Greetings from Italy!

So, I coded a custom loss function to train my autoencoder. The problem is the following:

the function i’m using was coded by someone else, and, for my purposes, it needs to work on vectors.

For instance, if I have a dataset `n x m`

where `n`

is the number of samples, and `m`

is the number of features, I need the function to work on every possible combination of features: so I’ll pass to the function the features number 0 and 1, 0 and 2 and so on.

So I did write a double for loop to see if the funtion would have worked inside torch. The problem is that the double for loop is being a huge bottleneck for my model, and the training is really slow.

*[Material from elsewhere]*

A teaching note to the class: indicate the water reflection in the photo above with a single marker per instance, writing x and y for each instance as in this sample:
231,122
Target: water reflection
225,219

I tried to optimize the **double for loop + function** section, to vectorialize it, but I wans’t able to.

This is the code:

```
def rbf_dot(self, pattern1, pattern2, deg):
size1 = pattern1.size()
size2 = pattern2.size()
G = torch.sum(pattern1 * pattern1, axis = 1).reshape(size1[0], 1)
H = torch.sum(pattern2 * pattern2, axis = 1).reshape(size2[0], 1)
Q = torch.tile(G, (1, size2[0]))
R = torch.tile(torch.transpose(H, 0, 1), (size1[0], 1))
H = Q + R - 2 * torch.matmul(pattern1, torch.transpose(pattern2, 0, 1))
H = torch.exp(-(H/2) / (deg**2))
return H
def function(self, X, Y):
"""
X, Y : torch tensor of size [n, 1]
n : number of observations
"""
n = X.size(0)
# ----- width of X -----
Xmed = X
G = torch.sum(Xmed * Xmed, axis = 1).reshape(n, 1)
Q = torch.tile(G, (1, n))
R = torch.tile(torch.transpose(G, 0, 1), (n, 1))
dists = Q + R - 2 * torch.matmul(Xmed, torch.transpose(Xmed, 0, 1))
dists = dists - torch.tril(dists)
dists = dists.reshape(n**2, 1)
width_x = torch.sqrt( 0.5 * torch.median(dists[dists>0]))
# ----- width of Y -----
Ymed = Y
G = torch.sum(Ymed * Ymed, axis = 1).reshape(n, 1)
Q = torch.tile(G, (1, n))
R = torch.tile(torch.transpose(G, 0, 1), (n, 1))
dists = Q + R - 2 * torch.matmul(Ymed, torch.transpose(Ymed, 0, 1))
dists = dists - torch.tril(dists)
dists = dists.reshape(n**2, 1)
width_y = torch.sqrt( 0.5 * torch.median(dists[dists>0]))
# ----- -----
H = torch.eye(n, device = dists.device) - ( torch.ones(n,n, device = dists.device) / n )
K = self.rbf_dot(X, X, width_x)
L = self.rbf_dot(Y, Y, width_y)
Kc = torch.matmul(torch.matmul(H, K), H)
Lc = torch.matmul(torch.matmul(H, L), H)
testStat = torch.sum(torch.transpose(Kc, 0, 1) * Lc) / n
return testStat
def double_for_loop_section(self, data):
# n : rows, observations
# m : columns, features
# so that: a row represents all the features of a single user;
# a column represents the same feature for all users
n, m = data.size()
stat = torch.zeros(m, m, device = data.device)
# self.device
for i in range(m):
for j in range(i, m):
if i != j:
x = data[:, i]
y = data[:, j]
x_2D = x[:, None]
y_2D = y[:, None]
stat[i, j] = self.function(x_2D, y_2D)
# matrix is symmetric
stat[j, i] = stat[i, j]
return stat
```

The `double_for_loop`

section is called inside the `loss`

function method, passing the hidden layer output of the encoder.

Could someone help me to vectorialize it?